The OCI also publishes a distribution specification. In this context, "distribution" does not refer to a Linux distribution; it is used in a more general sense. This specification defines an HTTP API for pushing and pulling container images to and from a server; servers that implement this API are called container registries. Docker maintains a large public registry called Docker Hub as well as a reference implementation (called "Distribution", perhaps confusingly) that can be self-hosted. Other implementations of the specification include Red Hat's Quay and VMware's Harbor, as well as hosted offerings from Amazon, GitHub, GitLab, and Google.

A program that implements the OCI runtime specification is responsible for everything pertaining to actually running a container. It sets up any necessary mounts, control groups, and kernel namespaces, executes processes inside the container, and tears down any container-related resources once all the processes inside of it have exited. The reference implementation of the runtime specification is runc, which was created by Docker for the OCI.

There are a number of other OCI runtimes to choose from. For example, crun offers an OCI runtime written in C that has the goal of being faster and more lightweight than runc, which, like most of the rest of the OCI ecosystem, is written in Go. Google's gVisor includes runsc, which provides greater isolation from the host by running applications on top of a user-mode kernel. Amazon's Firecracker is a minimal hypervisor written in Rust that can use KVM to give each container its own virtual machine; Intel's Kata Containers works similarly but supports multiple hypervisors (including Firecracker.)

A container engine is a program that ties these three specifications together. It implements the client side of the distribution specification to retrieve container images from registries, interprets the images it has retrieved according to the image specification, and launches containers using a program that implements the runtime specification. A container engine provides tools and/or APIs for users to manage container images, processes, and storage.

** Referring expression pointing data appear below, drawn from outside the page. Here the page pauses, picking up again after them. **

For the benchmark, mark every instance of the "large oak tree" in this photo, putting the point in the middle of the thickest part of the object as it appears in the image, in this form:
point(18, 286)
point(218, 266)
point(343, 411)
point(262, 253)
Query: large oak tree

Kubernetes is a container orchestrator, capable of scheduling and running containers across hundreds or even thousands of servers. Kubernetes does not implement any of the OCI specifications itself. It needs to be used in combination with a container engine, which manages containers on behalf of Kubernetes. The interface that it uses to communicate with container engines is called the Container Runtime Interface (CRI).

Docker

Docker is the original OCI container engine. It consists of two main user-visible components: a command-line-interface (CLI) client named docker, and a server. The server is named dockerd in Docker's own packages, but the repository was renamed moby when Docker created the Moby Project in 2017. The Moby Project is an umbrella organization that develops open-source components used by Docker and other container engines. When Moby was announced, many found the relationship between Docker and the Moby project to be confusing; it has been described as being similar to the relationship between Fedora and Red Hat.

dockerd provides an HTTP API; it usually listens on a Unix socket named /var/run/docker.sock, but can be made to listen on a TCP socket as well. The docker command is merely a client to this API; the server is responsible for downloading images and starting container processes. The client supports starting containers in the foreground, so that running a container at the command-line behaves similarly to running any other program, but this is only a simulation. In this mode, the container processes are still started by the server, and input and output are streamed over the API socket; when the process exits, the server reports that to the client, and then the client sets its own exit status to match.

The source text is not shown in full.